Cela ressemble presque à une corrélation mystique. Les bébés conçus à certaines périodes de l’année semblent en meilleure santé que ceux conçus à d’autres moments. Maintenant, des scientifiques ont montré que ce phénomène bizarre est en fait vrai – et ils pensent savoir pourquoi cela se produit.
Ces travaux constituent « une analyse vraiment attendue depuis longtemps », déclare l’économiste Douglas Almond de l’université Columbia, qui n’a pas participé à l’étude. « Ce n’est peut-être pas tout à fait un pistolet fumant », dit-il, « mais c’est beaucoup plus fort que les preuves précédentes ».
Dès les années 1930, les chercheurs ont remarqué que les enfants nés en hiver étaient plus enclins à avoir des problèmes de santé plus tard dans leur vie : croissance plus lente, maladies mentales, et même mort précoce. Parmi les explications proposées figuraient les maladies, les températures rigoureuses et les niveaux de pollution plus élevés associés à l’hiver, lorsque ces futures mères et ces fœtus à court terme pouvaient être les plus vulnérables. Mais récemment, lorsque les économistes ont examiné les données démographiques, le tableau s’est compliqué. Les mères qui ne sont pas de race blanche, qui ne sont pas mariées ou qui n’ont pas fait d’études supérieures sont plus susceptibles d’avoir des enfants présentant des problèmes de santé et de développement. Elles sont également plus susceptibles de concevoir au cours du premier semestre de l’année. Il était donc difficile de faire la part des choses entre les effets socio-économiques et les effets saisonniers.
Les économistes Janet Currie et Hannes Schwandt de l’université de Princeton ont adopté une nouvelle approche pour résoudre cette question de longue date, en utilisant les données des bureaux de l’état civil du New Jersey, de New York et de Pennsylvanie sur les naissances entre 1994 et 2006. Pour contrôler le statut socio-économique, leur étude a porté uniquement sur les frères et sœurs nés de la même mère. Et voilà que les tendances saisonnières persistent, rapportent-ils aujourd’hui en ligne dans la revue Proceedings of the National Academy of Sciences.
Mai est la période la plus défavorable pour tomber enceinte, constate l’étude. Les bébés conçus ce mois-ci (et donc mis au monde en hiver) étaient 13 % plus susceptibles de naître prématurément, et leur temps de gestation était inférieur de près d’une semaine à la moyenne, rapportent Currie et Schwandt. Étant donné que l’insuffisance de poids à la naissance et la prématurité sont liées à divers problèmes de santé (affaiblissement du système immunitaire, baisse de la vision et de l’audition, ralentissement du développement cognitif), cette variation pourrait contribuer à expliquer les différences observées plus tard dans la vie. L’étude a révélé que pour les conceptions entre janvier et mai, la durée de gestation a diminué d’environ une semaine avant de remonter à la durée moyenne en juin.
En termes de poids à la naissance, l’été était le meilleur moment pour concevoir. L’équipe a constaté que les mères qui ont conçu de juin à août ont pris plus de poids pendant leur grossesse et ont donné naissance à des nourrissons qui étaient, en moyenne, environ 8 grammes plus lourds que pendant les autres mois.
Les chercheurs ont ensuite examiné les données des Centers for Disease Control and Prevention et ont constaté que le creux annuel dans la durée de la gestation s’aligne étroitement sur le moment où le plus grand nombre de patients ont consulté le médecin pour des symptômes semblables à ceux de la grippe.

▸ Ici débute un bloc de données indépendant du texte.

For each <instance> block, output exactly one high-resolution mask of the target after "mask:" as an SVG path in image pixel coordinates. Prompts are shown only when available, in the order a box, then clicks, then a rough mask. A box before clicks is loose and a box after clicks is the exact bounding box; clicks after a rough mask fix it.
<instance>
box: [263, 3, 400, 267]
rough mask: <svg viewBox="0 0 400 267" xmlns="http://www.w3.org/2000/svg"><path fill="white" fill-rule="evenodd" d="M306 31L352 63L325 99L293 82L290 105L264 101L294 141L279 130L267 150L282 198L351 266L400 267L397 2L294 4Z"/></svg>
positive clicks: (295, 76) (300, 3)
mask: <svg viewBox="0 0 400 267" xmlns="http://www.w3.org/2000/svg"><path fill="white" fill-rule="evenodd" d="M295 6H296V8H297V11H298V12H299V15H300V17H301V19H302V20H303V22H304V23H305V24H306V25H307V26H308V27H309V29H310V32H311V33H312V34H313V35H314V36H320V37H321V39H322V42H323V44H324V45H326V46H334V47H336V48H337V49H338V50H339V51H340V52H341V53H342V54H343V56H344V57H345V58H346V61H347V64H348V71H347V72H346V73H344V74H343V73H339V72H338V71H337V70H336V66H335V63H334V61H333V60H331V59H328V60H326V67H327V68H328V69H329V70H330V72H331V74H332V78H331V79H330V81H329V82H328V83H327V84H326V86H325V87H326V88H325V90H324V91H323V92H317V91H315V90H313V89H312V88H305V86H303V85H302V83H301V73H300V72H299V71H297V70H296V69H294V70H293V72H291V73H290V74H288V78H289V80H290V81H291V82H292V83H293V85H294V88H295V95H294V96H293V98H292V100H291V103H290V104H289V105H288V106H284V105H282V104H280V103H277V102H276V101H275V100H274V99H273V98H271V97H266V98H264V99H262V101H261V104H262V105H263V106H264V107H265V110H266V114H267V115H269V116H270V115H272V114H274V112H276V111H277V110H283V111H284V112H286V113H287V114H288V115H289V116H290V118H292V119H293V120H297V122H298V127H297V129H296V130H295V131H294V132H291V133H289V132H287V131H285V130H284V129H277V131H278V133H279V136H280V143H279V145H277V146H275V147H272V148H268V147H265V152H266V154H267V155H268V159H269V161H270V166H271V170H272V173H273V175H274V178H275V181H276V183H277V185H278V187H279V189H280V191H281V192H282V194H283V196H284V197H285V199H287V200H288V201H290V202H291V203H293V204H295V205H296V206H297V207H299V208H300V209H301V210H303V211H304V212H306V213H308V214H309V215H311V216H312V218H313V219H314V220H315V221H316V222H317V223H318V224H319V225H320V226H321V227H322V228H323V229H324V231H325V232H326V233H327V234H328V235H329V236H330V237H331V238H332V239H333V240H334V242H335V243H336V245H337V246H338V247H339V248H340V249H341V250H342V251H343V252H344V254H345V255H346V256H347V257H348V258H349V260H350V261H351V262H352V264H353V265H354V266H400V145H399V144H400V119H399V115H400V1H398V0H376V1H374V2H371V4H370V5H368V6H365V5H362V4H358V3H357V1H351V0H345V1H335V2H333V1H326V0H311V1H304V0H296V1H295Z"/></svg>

En 2009, lorsque la pandémie de grippe H1N1 a frappé environ deux mois plus tôt qu’une saison grippale normale, la baisse de la durée de gestation a également été plus précoce et plus spectaculaire. Currie et Schwandt suggèrent que la grippe pourrait amener les mères à accoucher prématurément. « Je pense que cela donne vraiment un appui à l’idée que les femmes enceintes devraient être vaccinées contre la grippe », dit Currie.
Une différence de quelques jours dans la durée de gestation est faible mais significative, note Hyagriv Simhan, médecin maternel et fœtal à la faculté de médecine de l’Université de Pittsburgh en Pennsylvanie, qui n’a pas participé aux travaux. Bien que les bébés nés prématurément de moins d’un mois ne soient généralement pas confrontés à des coûts de santé importants, il affirme que la différence est significative lorsqu’elle est calculée sur une large population. M. Simhan, dont les propres recherches ont suggéré un lien entre la grippe et l’accouchement précoce, affirme que la grippe est un facteur probable de la santé des nouveau-nés, mais pas le seul. Par exemple, note-t-il, les niveaux de vitamine D qui baissent à des moments importants du développement du fœtus pourraient également être importants.